This is a question you should really ask yourself before getting into
the world of Linux (GNU, to be exact) and other UNIX(-like) operating
If you have experience with other UNIX(-like) OSs, like a BSD or
System V, you can probably work with Linux. You can guess what to
expect because Linux is very similar to UNIX and BSD, and the question
shouldn't be too hard to answer.
If you have never worked with a UNIX(-like) OS before, and you heard
Linux was great, free, and stable, you should try to answer the
What am I going to do with my computer?
Do I want to create spread sheets? Do word processing? Do I want to
surf the web? Do I want to develop software? Play games?
If you want to use your computer for the sole purpose of playing games,
Linux is not the thing for you.

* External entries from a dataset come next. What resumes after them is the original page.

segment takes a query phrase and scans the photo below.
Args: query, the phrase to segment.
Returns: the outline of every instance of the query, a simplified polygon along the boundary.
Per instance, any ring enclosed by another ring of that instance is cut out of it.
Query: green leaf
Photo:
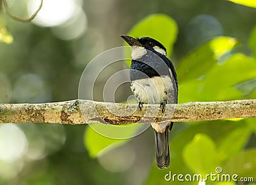
[[[218,148],[220,160],[225,160],[240,152],[246,144],[250,134],[250,129],[244,125],[243,128],[237,128],[227,135]]]
[[[123,144],[125,140],[113,139],[97,133],[90,126],[84,135],[84,144],[92,158],[96,158],[106,152]]]
[[[3,15],[0,12],[0,41],[6,44],[11,44],[13,42],[13,37],[7,31],[3,18]]]
[[[177,68],[179,83],[196,80],[238,43],[234,38],[220,36],[203,44],[181,60]]]
[[[256,57],[256,26],[254,27],[250,36],[249,45],[253,49],[254,57]]]
[[[241,98],[235,86],[256,78],[256,60],[242,54],[230,57],[223,64],[216,64],[205,75],[200,99],[221,101]]]
[[[237,174],[241,177],[255,177],[256,172],[256,149],[243,151],[230,158],[223,168],[225,174]]]
[[[167,50],[168,56],[172,54],[178,34],[175,21],[164,14],[152,14],[136,24],[128,32],[133,37],[148,36],[161,43]],[[125,45],[127,44],[125,43]],[[131,56],[131,54],[128,55]],[[130,66],[131,61],[127,62]]]
[[[255,0],[228,0],[229,1],[240,4],[244,6],[256,8],[256,1]]]
[[[193,172],[202,175],[214,172],[219,163],[214,142],[202,133],[196,134],[185,146],[182,156]]]

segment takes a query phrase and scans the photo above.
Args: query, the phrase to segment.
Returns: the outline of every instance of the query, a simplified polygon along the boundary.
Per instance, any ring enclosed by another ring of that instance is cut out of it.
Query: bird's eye
[[[155,43],[154,42],[150,41],[148,41],[148,46],[154,47],[155,45]]]

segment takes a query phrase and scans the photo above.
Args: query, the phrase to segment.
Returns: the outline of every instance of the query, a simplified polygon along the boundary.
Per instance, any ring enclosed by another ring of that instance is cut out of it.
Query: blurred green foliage
[[[255,1],[230,1],[255,7]],[[255,9],[204,0],[85,1],[81,7],[89,26],[71,40],[60,39],[51,27],[8,17],[3,24],[0,19],[0,40],[6,39],[7,27],[15,38],[12,45],[0,43],[1,102],[76,98],[86,64],[104,50],[122,45],[119,36],[126,33],[153,37],[166,47],[177,71],[179,103],[256,98]],[[195,18],[198,15],[205,19]],[[216,22],[221,27],[212,32]],[[120,101],[128,91],[122,90]],[[6,161],[6,138],[0,135],[0,184],[198,184],[166,182],[164,175],[214,173],[218,166],[223,174],[255,178],[255,122],[250,118],[175,124],[170,133],[171,165],[164,170],[156,167],[151,129],[118,140],[84,125],[13,124],[5,129],[19,128],[27,145],[20,158]],[[111,130],[104,126],[107,133]]]

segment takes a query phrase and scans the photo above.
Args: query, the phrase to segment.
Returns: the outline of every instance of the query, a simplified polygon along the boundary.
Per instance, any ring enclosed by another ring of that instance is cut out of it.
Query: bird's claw
[[[165,105],[166,105],[166,104],[167,104],[167,101],[166,100],[164,100],[164,101],[161,103],[160,107],[162,107],[162,113],[164,113],[164,107],[165,107]]]
[[[140,110],[141,111],[141,108],[143,107],[143,102],[139,101],[139,105],[138,107],[139,107]]]

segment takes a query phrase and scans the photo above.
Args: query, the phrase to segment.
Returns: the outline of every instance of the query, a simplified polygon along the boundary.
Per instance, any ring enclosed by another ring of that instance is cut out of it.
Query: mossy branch
[[[132,113],[131,110],[133,110]],[[156,110],[156,115],[150,115]],[[125,124],[139,121],[140,122],[150,123],[152,119],[157,122],[161,121],[164,115],[164,120],[173,122],[253,117],[256,117],[256,100],[170,104],[166,105],[163,114],[158,105],[143,105],[141,111],[136,104],[83,100],[45,103],[0,104],[0,123],[79,124],[102,122]]]

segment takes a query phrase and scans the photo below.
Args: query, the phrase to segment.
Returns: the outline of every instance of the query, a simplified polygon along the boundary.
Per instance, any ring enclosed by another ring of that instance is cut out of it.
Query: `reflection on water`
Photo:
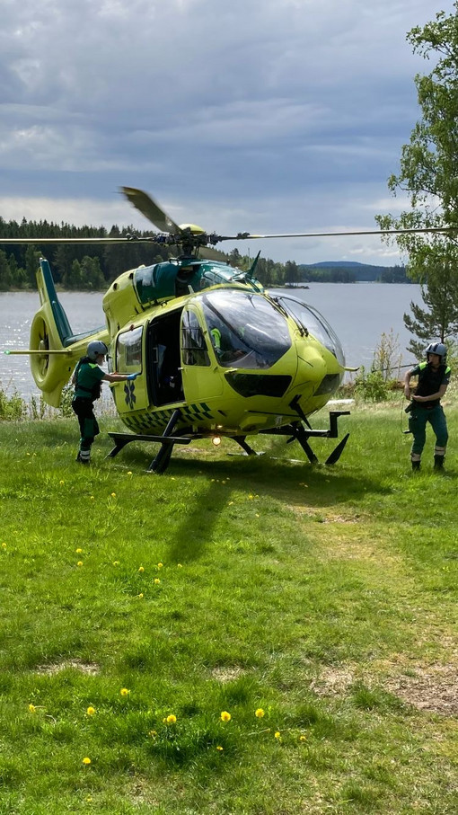
[[[285,293],[285,289],[282,289]],[[420,287],[383,283],[311,283],[308,289],[291,290],[310,303],[330,323],[338,334],[347,365],[370,366],[383,332],[392,328],[399,334],[402,363],[414,361],[405,348],[410,334],[402,315],[410,311],[410,301],[421,303]],[[101,292],[64,292],[60,301],[74,333],[104,324]],[[0,350],[29,347],[31,323],[40,306],[37,292],[0,292]],[[0,387],[14,390],[24,399],[40,394],[30,372],[28,357],[0,354]]]

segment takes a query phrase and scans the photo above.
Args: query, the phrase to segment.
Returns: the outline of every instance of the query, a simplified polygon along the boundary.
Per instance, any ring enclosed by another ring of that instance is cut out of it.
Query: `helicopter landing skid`
[[[136,435],[134,433],[109,433],[108,435],[113,439],[115,446],[113,449],[106,456],[106,458],[114,458],[118,453],[129,444],[131,441],[155,441],[159,442],[161,447],[147,468],[148,473],[163,473],[168,465],[175,444],[189,444],[191,439],[189,436],[172,436],[172,430],[178,420],[180,419],[180,411],[173,411],[169,423],[162,436],[145,436]]]
[[[307,424],[306,428],[302,421],[293,421],[291,424],[285,425],[284,427],[271,428],[269,430],[260,430],[260,432],[269,433],[273,436],[289,436],[290,438],[287,439],[286,444],[290,444],[292,441],[298,441],[311,464],[317,464],[318,458],[310,447],[308,439],[311,436],[321,439],[337,439],[339,435],[337,429],[338,419],[339,416],[349,416],[349,411],[330,411],[330,427],[328,430],[313,430],[310,427],[305,417],[304,417]],[[303,417],[301,417],[301,419]],[[341,441],[339,442],[338,446],[332,450],[332,453],[328,456],[328,458],[324,462],[325,464],[332,465],[339,461],[345,445],[348,440],[349,435],[349,433],[347,433]]]

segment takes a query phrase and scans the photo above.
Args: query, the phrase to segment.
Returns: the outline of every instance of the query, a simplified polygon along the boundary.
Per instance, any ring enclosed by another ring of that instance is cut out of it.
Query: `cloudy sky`
[[[0,215],[148,222],[120,185],[220,234],[376,228],[452,0],[3,0]],[[392,265],[377,237],[239,244]],[[402,259],[401,259],[402,260]]]

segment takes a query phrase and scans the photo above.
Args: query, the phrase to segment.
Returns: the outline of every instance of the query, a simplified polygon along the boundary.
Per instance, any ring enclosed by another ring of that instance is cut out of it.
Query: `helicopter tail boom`
[[[58,407],[62,391],[90,339],[108,341],[106,330],[75,335],[60,303],[51,270],[40,258],[37,271],[40,306],[33,317],[29,344],[31,370],[47,404]],[[27,353],[27,352],[26,352]]]

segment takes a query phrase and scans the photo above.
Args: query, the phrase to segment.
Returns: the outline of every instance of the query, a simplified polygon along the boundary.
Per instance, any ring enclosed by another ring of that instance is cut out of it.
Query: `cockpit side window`
[[[266,368],[291,347],[286,321],[261,295],[238,289],[202,296],[216,359],[223,368]]]
[[[186,309],[183,313],[181,349],[184,365],[210,365],[204,332],[198,315],[190,309]]]
[[[116,370],[124,374],[142,367],[143,326],[122,332],[116,343]]]
[[[293,297],[277,297],[279,304],[286,309],[299,327],[305,329],[315,340],[334,354],[338,362],[345,366],[345,356],[340,341],[327,320],[316,308]]]

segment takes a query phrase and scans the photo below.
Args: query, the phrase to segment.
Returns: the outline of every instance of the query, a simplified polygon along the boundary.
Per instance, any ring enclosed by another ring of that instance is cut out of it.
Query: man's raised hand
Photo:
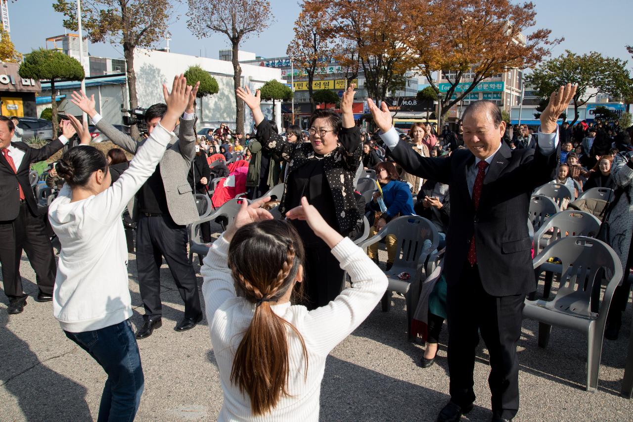
[[[90,98],[89,98],[83,91],[80,91],[78,93],[73,91],[70,96],[72,97],[70,101],[73,104],[79,107],[81,111],[91,117],[94,117],[97,113],[97,110],[94,108],[94,95],[90,96]]]
[[[167,91],[167,86],[163,84],[163,95],[167,105],[167,112],[161,119],[161,125],[168,131],[173,131],[176,122],[182,115],[189,104],[192,87],[187,84],[187,78],[182,74],[173,78],[172,92]]]
[[[567,110],[569,102],[576,94],[577,84],[567,84],[558,88],[549,96],[549,101],[541,113],[541,132],[554,133],[558,127],[558,116]]]
[[[384,101],[382,101],[380,108],[379,108],[373,100],[371,98],[367,98],[367,106],[369,107],[369,111],[372,113],[372,117],[373,117],[373,122],[383,133],[391,129],[392,125],[391,124],[392,120],[391,112]]]

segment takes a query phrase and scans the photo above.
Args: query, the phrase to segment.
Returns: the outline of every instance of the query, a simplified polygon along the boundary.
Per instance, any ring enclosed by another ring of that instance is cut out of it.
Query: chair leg
[[[552,290],[552,281],[554,280],[554,273],[551,271],[545,272],[545,285],[543,286],[543,298],[549,297],[549,292]]]
[[[539,347],[545,348],[549,342],[549,332],[552,326],[545,323],[539,323]]]
[[[598,375],[600,371],[600,358],[602,355],[602,340],[604,327],[589,328],[587,335],[587,391],[598,389]]]
[[[389,309],[391,307],[391,295],[393,293],[387,290],[385,292],[385,294],[382,295],[382,298],[380,300],[380,304],[382,305],[382,312],[389,312]]]

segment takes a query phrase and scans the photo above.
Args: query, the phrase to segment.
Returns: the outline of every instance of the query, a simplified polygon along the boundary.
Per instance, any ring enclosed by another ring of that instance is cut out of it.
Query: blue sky
[[[53,10],[50,0],[18,0],[9,3],[11,36],[16,48],[22,53],[46,46],[46,39],[65,32],[62,15]],[[241,49],[263,57],[285,55],[285,49],[293,36],[292,25],[300,8],[293,0],[271,0],[275,22],[259,36],[253,35]],[[534,0],[536,25],[549,28],[553,37],[564,37],[565,41],[553,50],[558,56],[565,49],[583,53],[591,51],[629,60],[633,63],[624,46],[633,44],[630,18],[633,16],[631,0]],[[37,4],[39,8],[34,8]],[[172,32],[170,49],[174,53],[218,58],[219,49],[229,47],[223,35],[210,34],[198,39],[187,27],[186,1],[177,4],[174,18],[170,25]],[[164,47],[165,42],[159,44]],[[120,46],[109,44],[90,44],[90,54],[108,57],[122,57]]]

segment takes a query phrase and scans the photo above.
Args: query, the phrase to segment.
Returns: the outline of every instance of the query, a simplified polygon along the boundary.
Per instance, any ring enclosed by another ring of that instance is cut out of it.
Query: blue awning
[[[55,96],[55,100],[58,101],[61,101],[63,98],[66,98],[65,94],[62,94],[61,95],[58,95]],[[35,104],[48,104],[51,101],[53,101],[53,97],[50,95],[44,97],[35,97]]]

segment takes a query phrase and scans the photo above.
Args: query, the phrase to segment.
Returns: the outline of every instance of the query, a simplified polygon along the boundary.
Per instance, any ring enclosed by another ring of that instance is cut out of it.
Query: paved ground
[[[130,255],[129,272],[132,322],[139,326],[142,306],[134,255]],[[34,274],[25,259],[22,273],[25,291],[35,295]],[[166,265],[161,278],[163,327],[139,342],[146,387],[136,420],[215,420],[222,393],[206,321],[185,333],[173,331],[184,307]],[[199,277],[198,283],[202,283]],[[53,317],[51,303],[29,298],[22,314],[8,316],[7,301],[3,294],[0,297],[0,421],[95,419],[104,373],[66,338]],[[422,347],[406,340],[404,299],[394,295],[392,302],[389,313],[377,307],[328,358],[321,420],[434,421],[448,400],[446,329],[437,364],[420,368],[417,363]],[[633,419],[633,402],[618,395],[631,307],[620,340],[605,342],[599,388],[593,393],[584,390],[586,340],[582,336],[555,329],[549,346],[541,349],[537,346],[536,324],[525,321],[518,348],[522,404],[515,420]],[[491,416],[487,359],[482,344],[475,368],[477,397],[470,420]]]

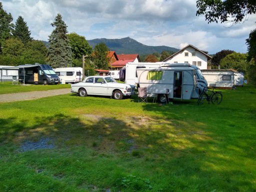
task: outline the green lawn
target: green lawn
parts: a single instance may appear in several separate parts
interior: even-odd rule
[[[0,191],[255,192],[256,88],[222,94],[220,105],[72,94],[0,103]],[[55,147],[22,150],[44,138]]]
[[[18,92],[28,92],[34,90],[44,90],[58,88],[70,88],[69,84],[26,84],[12,85],[11,82],[0,82],[0,94],[10,94]]]

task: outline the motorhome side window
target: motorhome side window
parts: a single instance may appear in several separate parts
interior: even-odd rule
[[[72,76],[73,75],[73,72],[66,72],[66,76]]]
[[[162,71],[149,71],[146,76],[147,80],[161,80],[164,72]]]
[[[222,76],[222,80],[230,80],[231,76]]]

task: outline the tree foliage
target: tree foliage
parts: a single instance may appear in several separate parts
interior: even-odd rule
[[[67,26],[60,14],[57,14],[51,25],[55,28],[49,36],[49,64],[54,68],[70,66],[72,62],[72,49],[66,35]]]
[[[158,58],[156,58],[155,56],[153,54],[148,54],[146,56],[145,58],[146,62],[158,62],[159,60],[158,60]]]
[[[2,54],[4,56],[21,56],[24,50],[24,44],[17,38],[10,38],[3,44]]]
[[[220,60],[226,57],[228,54],[234,52],[234,50],[222,50],[218,52],[213,56],[210,60],[210,62],[213,66],[218,66],[220,64]]]
[[[25,45],[32,40],[32,38],[30,36],[31,32],[28,30],[26,22],[24,21],[21,16],[18,16],[16,20],[12,33],[14,37],[20,40]]]
[[[208,23],[220,21],[236,24],[255,14],[255,0],[199,0],[196,1],[196,16],[204,14]]]
[[[104,42],[95,46],[92,54],[96,68],[108,70],[110,67],[108,58],[109,49]]]
[[[160,56],[160,61],[162,62],[170,56],[170,52],[162,52]]]
[[[11,36],[10,32],[14,27],[12,21],[12,14],[2,9],[2,3],[0,2],[0,52],[4,42]]]
[[[232,52],[220,60],[221,68],[232,68],[238,72],[246,72],[248,62],[247,54]]]
[[[28,43],[23,52],[24,62],[26,64],[46,64],[47,52],[47,48],[42,40],[32,40]]]

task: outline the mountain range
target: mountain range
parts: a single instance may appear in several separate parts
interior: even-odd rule
[[[176,52],[178,49],[167,46],[148,46],[144,45],[129,37],[120,39],[95,38],[87,40],[93,48],[101,42],[104,42],[110,50],[114,50],[116,54],[138,54],[140,56],[161,54],[163,51]]]

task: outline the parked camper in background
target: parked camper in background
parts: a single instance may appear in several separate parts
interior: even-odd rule
[[[219,88],[232,89],[234,87],[236,81],[238,82],[236,84],[240,85],[244,82],[244,76],[234,70],[202,70],[202,72],[209,86],[214,84]]]
[[[74,84],[82,80],[82,68],[56,68],[54,70],[60,78],[62,84]]]
[[[136,86],[138,80],[136,73],[136,70],[140,68],[156,68],[160,66],[158,62],[128,62],[125,66],[125,76],[124,78],[126,84]],[[124,70],[123,69],[122,69]]]
[[[120,78],[120,71],[118,70],[110,70],[107,76],[110,76],[115,80],[119,80]]]
[[[60,78],[48,64],[26,64],[18,68],[18,78],[25,84],[60,84]]]
[[[157,97],[161,102],[166,99],[190,100],[198,98],[196,72],[190,64],[178,66],[136,70],[139,86],[146,88],[150,96]]]

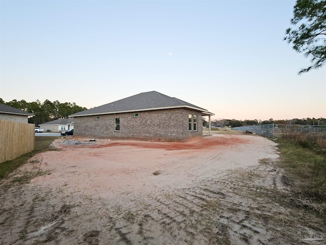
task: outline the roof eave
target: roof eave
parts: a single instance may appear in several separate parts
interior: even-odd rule
[[[193,110],[196,110],[196,111],[199,111],[202,112],[202,114],[204,115],[204,114],[207,114],[207,115],[214,115],[214,114],[211,113],[206,110],[203,110],[202,108],[199,108],[198,107],[195,107],[193,106],[187,106],[187,105],[181,105],[181,106],[167,106],[167,107],[155,107],[153,108],[145,108],[145,109],[139,109],[135,110],[127,110],[125,111],[110,111],[106,112],[99,112],[99,113],[89,113],[89,114],[85,114],[82,115],[74,115],[73,114],[71,115],[69,115],[68,116],[69,117],[75,117],[78,116],[94,116],[97,115],[106,115],[108,114],[117,114],[117,113],[125,113],[127,112],[134,112],[136,111],[152,111],[155,110],[164,110],[167,109],[175,109],[175,108],[186,108],[188,109],[191,109]]]

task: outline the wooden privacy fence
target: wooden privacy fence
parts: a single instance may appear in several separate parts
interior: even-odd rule
[[[0,163],[34,150],[34,125],[0,120]]]

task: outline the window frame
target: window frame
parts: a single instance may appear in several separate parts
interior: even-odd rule
[[[188,114],[188,131],[193,131],[193,114]]]
[[[117,123],[117,119],[119,119],[119,124]],[[120,131],[120,117],[115,117],[114,118],[114,131],[115,132],[119,132]],[[119,126],[119,129],[117,129],[117,126]]]
[[[194,131],[198,131],[198,116],[197,115],[193,115],[193,129]]]

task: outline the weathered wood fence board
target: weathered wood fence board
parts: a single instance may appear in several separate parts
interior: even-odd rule
[[[0,120],[0,163],[34,150],[34,125]]]

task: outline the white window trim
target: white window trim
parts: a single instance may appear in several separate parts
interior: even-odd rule
[[[119,121],[120,119],[120,117],[115,117],[114,118],[114,131],[115,132],[119,132],[120,131],[120,126],[121,126],[121,124],[119,123],[119,124],[116,124],[116,118],[119,118]],[[116,127],[117,125],[119,125],[119,130],[116,130]]]
[[[195,122],[194,117],[196,116],[196,123]],[[195,125],[196,124],[196,130],[195,130]],[[194,132],[198,131],[198,116],[197,115],[193,115],[193,129]]]
[[[189,122],[189,119],[191,118],[190,117],[189,117],[189,116],[191,115],[191,119],[192,119],[192,121],[191,122]],[[193,115],[192,114],[188,114],[188,131],[189,132],[193,132],[194,131],[194,119],[193,119]],[[191,129],[189,129],[189,124],[191,124],[191,126],[192,126],[192,128]]]

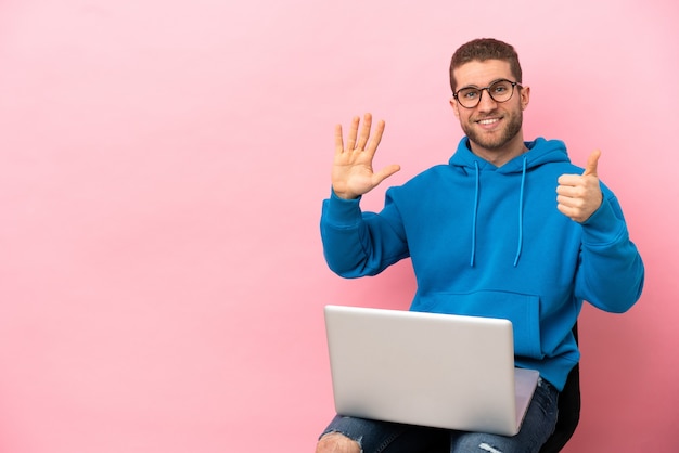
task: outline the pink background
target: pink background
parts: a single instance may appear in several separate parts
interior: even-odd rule
[[[333,127],[387,121],[389,184],[447,161],[448,61],[482,36],[520,52],[527,138],[603,150],[646,263],[629,313],[584,311],[566,451],[678,446],[678,20],[672,0],[0,2],[0,451],[312,451],[323,305],[414,290],[409,262],[325,267]]]

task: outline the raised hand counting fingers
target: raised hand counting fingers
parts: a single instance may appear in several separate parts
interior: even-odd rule
[[[372,168],[373,158],[385,122],[379,121],[372,131],[372,115],[363,116],[363,124],[359,117],[354,117],[344,143],[342,125],[335,126],[335,158],[332,168],[332,185],[335,194],[341,198],[357,198],[370,192],[386,178],[397,172],[398,165],[389,165],[380,171]],[[372,137],[371,137],[372,132]]]
[[[582,223],[601,206],[603,194],[597,167],[601,151],[594,150],[587,159],[582,174],[562,174],[556,187],[556,208],[572,220]]]

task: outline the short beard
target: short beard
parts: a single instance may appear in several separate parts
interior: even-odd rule
[[[523,124],[523,112],[518,111],[517,114],[511,115],[510,121],[504,127],[504,130],[501,131],[500,137],[494,139],[486,133],[477,132],[471,125],[462,124],[462,130],[470,139],[470,141],[485,150],[501,150],[504,145],[516,137],[516,134],[521,131],[521,126]]]

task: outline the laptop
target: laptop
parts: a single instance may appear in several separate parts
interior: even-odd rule
[[[326,306],[341,415],[514,436],[538,372],[514,367],[509,320]]]

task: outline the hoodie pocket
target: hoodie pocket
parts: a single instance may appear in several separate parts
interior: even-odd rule
[[[540,341],[540,298],[534,295],[482,290],[471,294],[418,295],[412,311],[462,314],[510,320],[514,331],[514,354],[545,358]]]

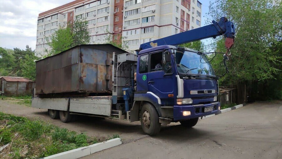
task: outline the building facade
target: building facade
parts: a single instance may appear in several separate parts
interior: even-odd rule
[[[201,7],[197,0],[76,0],[39,14],[35,53],[46,54],[50,35],[81,18],[91,44],[109,36],[133,53],[140,44],[200,27]]]

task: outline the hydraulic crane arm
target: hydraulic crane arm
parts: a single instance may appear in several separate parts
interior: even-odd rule
[[[228,21],[225,17],[217,22],[213,20],[212,22],[208,25],[142,44],[138,51],[161,45],[177,45],[210,37],[215,38],[221,35],[226,38],[226,48],[230,49],[234,44],[235,35],[233,23]]]

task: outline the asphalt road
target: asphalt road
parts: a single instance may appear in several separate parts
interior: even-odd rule
[[[158,135],[86,158],[282,158],[282,104],[255,103],[201,120],[162,127]]]

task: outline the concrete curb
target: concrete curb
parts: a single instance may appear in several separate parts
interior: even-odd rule
[[[222,110],[221,110],[218,112],[216,113],[215,114],[212,114],[210,115],[207,115],[206,116],[205,116],[203,117],[203,118],[202,119],[206,119],[206,118],[210,118],[213,116],[214,116],[215,115],[217,115],[217,114],[221,114],[222,113],[224,113],[225,112],[229,112],[229,111],[231,111],[232,110],[234,110],[234,109],[238,109],[239,108],[241,108],[243,106],[243,104],[239,104],[239,105],[237,105],[236,106],[234,106],[234,107],[232,107],[230,108],[227,108],[226,109],[222,109]],[[201,120],[201,118],[199,118],[199,119],[200,120]]]
[[[88,146],[81,147],[48,157],[45,157],[43,158],[41,158],[41,159],[78,158],[121,144],[122,142],[120,138],[116,138],[106,141],[97,143]]]

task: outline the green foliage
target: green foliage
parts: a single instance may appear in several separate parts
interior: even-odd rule
[[[225,16],[235,26],[231,59],[227,63],[230,72],[220,79],[222,85],[261,84],[265,90],[270,89],[265,86],[274,83],[274,80],[282,83],[281,4],[281,1],[272,0],[214,0],[210,3],[208,21]],[[216,40],[216,51],[225,52],[221,38]],[[220,56],[212,62],[216,72],[224,71],[222,60]],[[276,88],[279,94],[282,90],[279,85]],[[247,91],[253,96],[258,90],[248,89]]]
[[[194,49],[202,52],[205,52],[205,45],[200,40],[181,44],[180,46]]]
[[[49,37],[46,38],[51,50],[45,58],[55,55],[77,45],[89,43],[90,35],[85,19],[75,20],[65,28],[60,27]]]
[[[39,59],[34,53],[27,54],[24,58],[19,62],[21,76],[35,81],[36,75],[35,61]]]
[[[3,156],[22,158],[21,153],[24,147],[27,148],[25,157],[39,158],[99,141],[96,137],[88,137],[85,133],[78,134],[41,120],[31,120],[1,112],[0,125],[2,128],[0,139],[2,138],[0,146],[8,143],[11,144],[10,149],[0,154],[1,158]],[[109,138],[119,137],[115,134]]]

There aren't many popular games ported
to Linux (that is, not the modern ones, like Half Life) and those that
have been ported (like Quake) are usually less stable than their
Microsoft Windows counterparts. Despite what Open Source advocates want
you to believe, it is not uncommon to have Quake crash on you just
when you're on a winning streak.
If you only want to do word processing and create spreadsheats, like that
which is done with the Microsoft Office suite, Linux may be a good choice.
There are many look-a-likes of the Microsoft Office suite of programs
out there, and some are quite good. Corel's WordPerfect has been ported
to Linux, and gnumeric is almost an exact replica of Microsoft Excel.
These programs are usually easy to install and configure, because they often
come with graphical installations (not entirely unlike Installshield
on Windows systems). However, before you can start to use these you must
have at least basic knowledge of your system to configure the
X Window System and navigate your filesystem. Linux is not suitable for
a quick start into the world of Office applications.
Surfing the web is almost the same as using Office applications. With the
difference that the availability of good graphical browsers is low. The
most popular, and functional, browser used on the X Window System is
Netscape Communicator. Mozilla, which is based on Communicator,
is still an ongoing effort and not yet ready for intensive use. There
are many text-based webbrowsers available for Linux though (w3m, lynx,
Using the Internet, however, is a different story. Linux features many
utilities found on BSD systems, the first system to implement TCP/IP
(the protocol on which the Internet is based). There are by default many
utilities available for use over TCP/IP. Programs to query DNS servers,
telnet clients, and of course a legion of so-called daemons which can
be used to set up your machine as a multi-user system, or a webserver.
If you want to develop software in C or C++ Linux is definitely the choice
for you. There is excellent documentation available for nearly all the
system calls, and you don't have to invest in expensive compilers before
starting to write code. The wide range of Open Source software available
for Linux is also a good help if you're a programmer. You can debug the
programs that don't work yourself, and you can borrow other people's code.
How much time do I want to spend learning?
Linux is a complicated system. The introduction of GNOME and KDE has made
management of the "desktop" so easy a monkey could do it, but configuring
your hardware, and installing software is sometimes still hard to do.
Learning how to do it right takes time. A lot of time. Not just for
trying out things, but also reading the documentation. If you have trouble
reading computer screens for a prolonged period of time Linux is probably
not the system for you. You need a great deal of patience, and persistence,
before you can utilize your Linux machine to its full potential.
If you usually "solve" problems by asking for help on USENET or IRC, Linux
is not your thing. You really need to read the documentation, or you'll
be going nowhere. A popular phrase used by "UNIX gurus" is RTFM which
means "Read The ... Fabulous Manual". If you ask a question on IRC which
has been documented several times before, this is the answer to expect.
When you start out with Linux, 90% of your time will be spent on reading,
and the other 10% on work.
Do I want to use cheap hardware?
A lot of modern hardware has been designed with the price in mind.
A new thing are the so-called "softmodems". These are modems, usually
PCI modems, which rely on the CPU to the processing of data. Most
new 56k modems are softmodems. A softmodem uses its own protocol to
communicate with the CPU. A driver is required to translate the signals
the modem recieves to something the CPU can understand and vice-versa.
Most hardware manufacturers still only supply the drivers for
Microsoft Windows and MacOS. They refuse to give out the specifications
to Linux developers, and this hardware can not be used with Linux. Other
software driven devices include parallel port scanners, serial photocameras,
and some joysticks.
But... Linux is said to be so good and stable, why do you speak
so negatively about it?
Linux is good and stable. You just have to know how to use it.
If you're new to Linux you can expect to crash it just as much as any
other operating system. If you know how to configure your Linux system
properly, and tweak it to fulfill your every need, Linux is great.
Unfortunatly, you won't know how to do that when you start, so it may
seem crippled, confusing, and more of that. Like I said before, it takes
time, but it's worth it. Linux is like smoking. Do it because you
like it, or because you're addicted. Just don't do it to be cool.